The practical advantage is clarity. A claim that links every dollar to a document, period, formula, and event is easier to assess than a general allegation that the employer acted unfairly. Hong Kong bonus and commission disputes can be strong, weak, or mixed; the evidence table is how you find out which one you have.
Free copyable template: This guide includes a free draft you can copy into Microsoft Word, adapt to your facts, and compare against your documents before uploading the file to Caira.
Copyable Hong Kong bonus and commission demand draft
Copy the wording below into Microsoft Word or Google Docs, then replace every square-bracketed section. If you want a .docx file, copy from the first line of the draft to the signature block, paste it into Microsoft Word, and save or download it as a Word document.

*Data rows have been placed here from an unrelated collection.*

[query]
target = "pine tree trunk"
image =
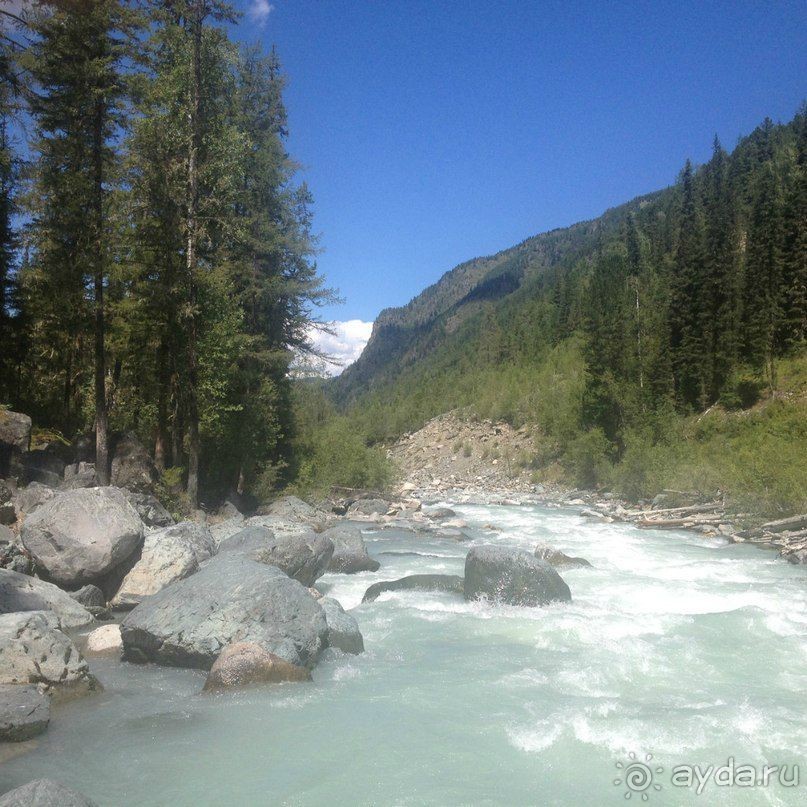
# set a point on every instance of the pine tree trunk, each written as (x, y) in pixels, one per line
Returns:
(193, 211)
(161, 440)
(101, 414)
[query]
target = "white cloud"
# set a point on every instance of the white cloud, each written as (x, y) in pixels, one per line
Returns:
(344, 345)
(259, 11)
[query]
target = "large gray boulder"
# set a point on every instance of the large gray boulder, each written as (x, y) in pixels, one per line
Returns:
(343, 630)
(15, 431)
(233, 598)
(170, 554)
(33, 650)
(44, 465)
(451, 583)
(19, 592)
(222, 530)
(512, 576)
(44, 793)
(8, 515)
(132, 467)
(27, 499)
(89, 596)
(13, 554)
(80, 535)
(149, 508)
(560, 560)
(368, 507)
(79, 475)
(24, 712)
(246, 663)
(303, 556)
(292, 509)
(349, 551)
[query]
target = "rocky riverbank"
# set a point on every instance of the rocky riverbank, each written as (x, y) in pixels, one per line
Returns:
(453, 458)
(89, 571)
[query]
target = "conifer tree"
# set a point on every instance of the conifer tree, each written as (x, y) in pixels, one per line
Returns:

BONUS AND COMMISSION DEMAND
Dear [name],
I refer to [contract], [bonus plan] and [messages / approvals]. My position is that HKD [amount] remains unpaid, made up of [bonus], [commission] and [deferred amount].
Please confirm whether the company disputes the calculation. If so, identify the clause, target data, deal record and approval relied on.

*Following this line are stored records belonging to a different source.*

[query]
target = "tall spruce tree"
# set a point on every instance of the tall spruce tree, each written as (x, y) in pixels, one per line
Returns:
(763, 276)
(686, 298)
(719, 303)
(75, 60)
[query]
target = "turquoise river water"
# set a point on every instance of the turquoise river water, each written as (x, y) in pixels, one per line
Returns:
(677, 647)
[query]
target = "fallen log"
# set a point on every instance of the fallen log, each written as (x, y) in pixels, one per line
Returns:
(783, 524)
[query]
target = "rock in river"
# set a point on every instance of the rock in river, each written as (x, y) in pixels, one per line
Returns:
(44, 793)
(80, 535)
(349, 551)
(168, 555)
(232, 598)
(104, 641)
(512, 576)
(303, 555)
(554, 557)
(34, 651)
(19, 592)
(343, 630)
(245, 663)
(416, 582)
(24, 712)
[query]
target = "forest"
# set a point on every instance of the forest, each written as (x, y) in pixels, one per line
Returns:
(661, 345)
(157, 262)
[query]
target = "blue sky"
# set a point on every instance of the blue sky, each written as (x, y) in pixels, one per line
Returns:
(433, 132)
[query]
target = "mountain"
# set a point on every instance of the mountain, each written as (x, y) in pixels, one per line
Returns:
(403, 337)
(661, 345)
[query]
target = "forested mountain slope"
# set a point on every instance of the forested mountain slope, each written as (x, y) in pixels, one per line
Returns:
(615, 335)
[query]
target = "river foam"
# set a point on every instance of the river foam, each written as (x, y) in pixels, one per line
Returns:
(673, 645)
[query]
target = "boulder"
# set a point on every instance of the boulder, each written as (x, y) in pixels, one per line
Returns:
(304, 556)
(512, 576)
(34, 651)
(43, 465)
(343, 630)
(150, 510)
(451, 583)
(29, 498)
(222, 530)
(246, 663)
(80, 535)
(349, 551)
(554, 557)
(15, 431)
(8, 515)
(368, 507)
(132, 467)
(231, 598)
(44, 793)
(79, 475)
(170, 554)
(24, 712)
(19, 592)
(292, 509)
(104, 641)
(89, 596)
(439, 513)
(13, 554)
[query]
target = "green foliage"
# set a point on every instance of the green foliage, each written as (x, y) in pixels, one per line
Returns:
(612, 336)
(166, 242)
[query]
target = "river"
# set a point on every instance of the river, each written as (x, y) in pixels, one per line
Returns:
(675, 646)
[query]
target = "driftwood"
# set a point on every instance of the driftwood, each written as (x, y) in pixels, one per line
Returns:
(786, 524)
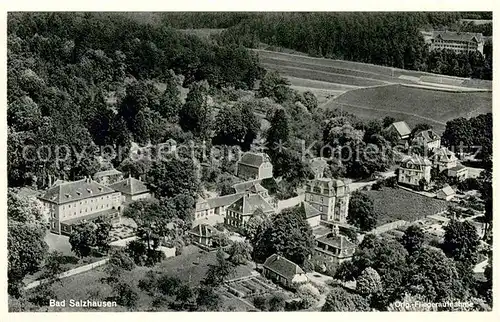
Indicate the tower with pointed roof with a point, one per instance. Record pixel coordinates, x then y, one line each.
330 197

Documents attached: [contract, plan, CRM, signed order, approvals, termination letter, payslips, MPF records]. Please respond by [date].

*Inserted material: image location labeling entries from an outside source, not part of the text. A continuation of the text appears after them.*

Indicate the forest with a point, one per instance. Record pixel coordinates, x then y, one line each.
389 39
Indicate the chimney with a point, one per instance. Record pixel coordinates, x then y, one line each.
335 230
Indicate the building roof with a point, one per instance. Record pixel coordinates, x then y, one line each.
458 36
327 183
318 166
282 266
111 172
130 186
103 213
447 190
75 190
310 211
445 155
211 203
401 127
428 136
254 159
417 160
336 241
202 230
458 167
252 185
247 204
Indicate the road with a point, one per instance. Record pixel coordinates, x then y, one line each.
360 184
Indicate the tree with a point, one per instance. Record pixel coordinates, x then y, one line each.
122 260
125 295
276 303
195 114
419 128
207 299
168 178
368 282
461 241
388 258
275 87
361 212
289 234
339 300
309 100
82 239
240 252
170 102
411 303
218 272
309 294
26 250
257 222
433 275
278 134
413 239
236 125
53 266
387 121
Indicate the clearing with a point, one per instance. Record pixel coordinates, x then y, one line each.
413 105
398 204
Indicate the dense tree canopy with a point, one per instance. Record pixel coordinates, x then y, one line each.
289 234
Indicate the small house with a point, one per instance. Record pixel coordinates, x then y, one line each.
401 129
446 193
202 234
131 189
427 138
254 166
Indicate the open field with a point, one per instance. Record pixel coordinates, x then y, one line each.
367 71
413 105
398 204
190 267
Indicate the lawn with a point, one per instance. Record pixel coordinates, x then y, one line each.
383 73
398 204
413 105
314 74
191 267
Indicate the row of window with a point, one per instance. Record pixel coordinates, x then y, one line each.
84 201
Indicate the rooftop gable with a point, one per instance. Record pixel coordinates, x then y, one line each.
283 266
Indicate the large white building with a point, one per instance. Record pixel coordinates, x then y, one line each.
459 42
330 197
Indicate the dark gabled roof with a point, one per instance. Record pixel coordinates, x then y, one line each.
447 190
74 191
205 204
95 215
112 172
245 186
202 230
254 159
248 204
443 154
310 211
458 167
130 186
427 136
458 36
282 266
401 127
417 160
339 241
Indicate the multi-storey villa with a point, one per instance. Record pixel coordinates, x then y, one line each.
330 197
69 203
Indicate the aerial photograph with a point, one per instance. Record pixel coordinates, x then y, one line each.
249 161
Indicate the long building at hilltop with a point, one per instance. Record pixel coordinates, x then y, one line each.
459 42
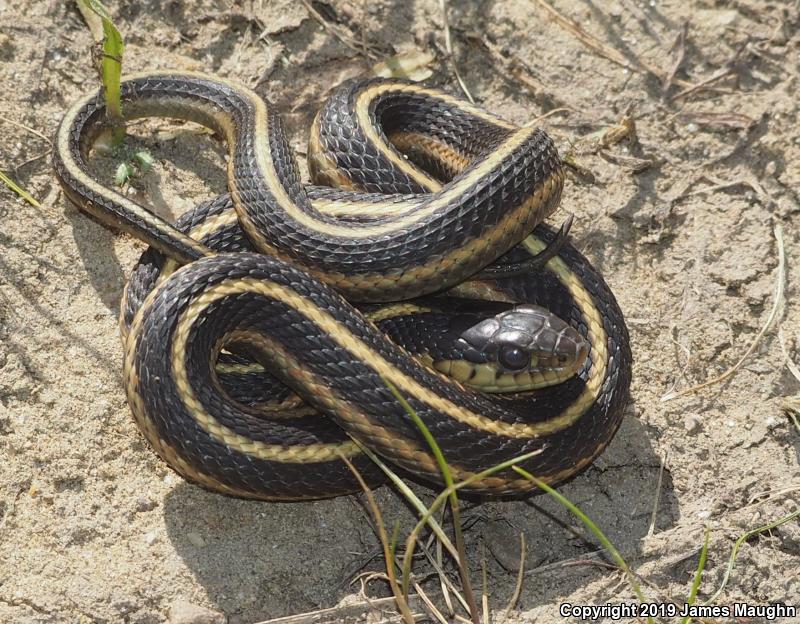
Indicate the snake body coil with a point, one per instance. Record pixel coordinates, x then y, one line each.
431 191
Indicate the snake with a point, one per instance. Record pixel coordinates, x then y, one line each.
271 333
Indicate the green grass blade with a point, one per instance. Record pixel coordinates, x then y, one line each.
698 576
110 64
742 539
19 190
589 524
463 567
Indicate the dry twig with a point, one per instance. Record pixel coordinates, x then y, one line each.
448 44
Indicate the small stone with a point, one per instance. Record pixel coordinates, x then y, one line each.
692 424
772 422
183 612
145 504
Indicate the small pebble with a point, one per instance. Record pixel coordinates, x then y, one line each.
772 422
145 504
692 424
183 612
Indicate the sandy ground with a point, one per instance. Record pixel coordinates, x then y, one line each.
94 528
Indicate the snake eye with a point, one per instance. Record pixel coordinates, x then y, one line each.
513 358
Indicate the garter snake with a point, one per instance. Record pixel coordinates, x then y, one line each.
431 190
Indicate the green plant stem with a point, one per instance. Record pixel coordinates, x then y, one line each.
402 603
587 521
110 64
742 539
698 577
463 566
19 190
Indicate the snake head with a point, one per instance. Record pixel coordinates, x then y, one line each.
524 348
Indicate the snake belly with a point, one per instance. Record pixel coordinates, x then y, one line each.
279 294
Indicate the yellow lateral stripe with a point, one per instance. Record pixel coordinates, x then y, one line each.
339 333
267 169
362 112
223 434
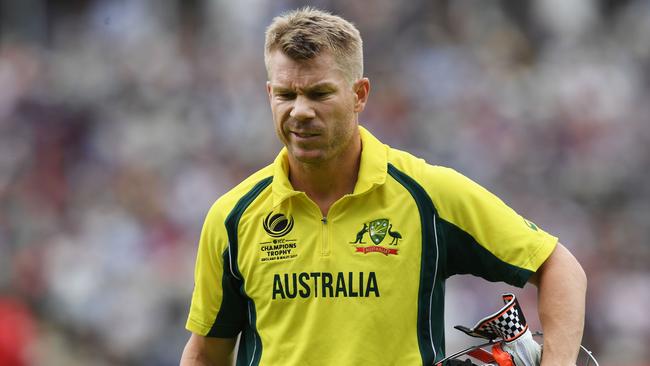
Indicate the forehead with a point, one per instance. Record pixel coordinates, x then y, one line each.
284 70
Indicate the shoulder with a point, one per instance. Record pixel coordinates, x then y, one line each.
448 189
425 174
228 201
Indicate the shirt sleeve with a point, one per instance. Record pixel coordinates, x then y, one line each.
218 306
483 236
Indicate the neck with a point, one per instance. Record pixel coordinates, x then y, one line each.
326 182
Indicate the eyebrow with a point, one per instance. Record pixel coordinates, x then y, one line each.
324 85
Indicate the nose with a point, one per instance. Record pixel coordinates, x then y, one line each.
302 109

Example filled-in Hong Kong bonus and commission demand draft
This example is deliberately a little messy: real files often involve children, blended families, business interests, offshore accounts, disputed valuations, old messages and incomplete paperwork. Use it as a model for the level of detail to gather, not as facts to copy.
BONUS AND COMMISSION DEMAND - EXAMPLE
I refer to my employment contract dated 1 January 2024, the 2026 Sales Incentive Plan, and the WhatsApp confirmation from 18 March 2026 that the Mainland enterprise deal would count toward my annual target.
My position is that HKD 2,850,000 remains unpaid: HKD 1,600,000 annual bonus at 92% target achievement, HKD 950,000 commission on the Shenzhen CloudBank contract, and HKD 300,000 deferred retention bonus. I attach the signed contract, incentive plan, pipeline report, CRM export, client order form, approval email from the regional CFO, termination letter, final payslip and MPF contribution record.
Separate bonus, commission and deferred pay
A senior employee pay claim can become muddled if every unpaid sum is described as a bonus. Separate the categories: earned commission on closed deals, annual performance bonus, deferred bonus, retention payment, salary in lieu, expenses and share-related amounts.
For Hong Kong executives, the most persuasive documents are often commercial rather than legal: CRM records, signed order forms, board approvals, finance emails, target dashboards and prior-year payment patterns. Preserve them before system access is removed.
Build a table with deal, date, amount, rate, approver and document.
Explain whether the deal closed before or after termination.
Identify any discretion clause and evidence of how discretion was used before.
Ask for the employer's calculation, not just payment.
This article is general information, not legal, financial, medical or tax advice.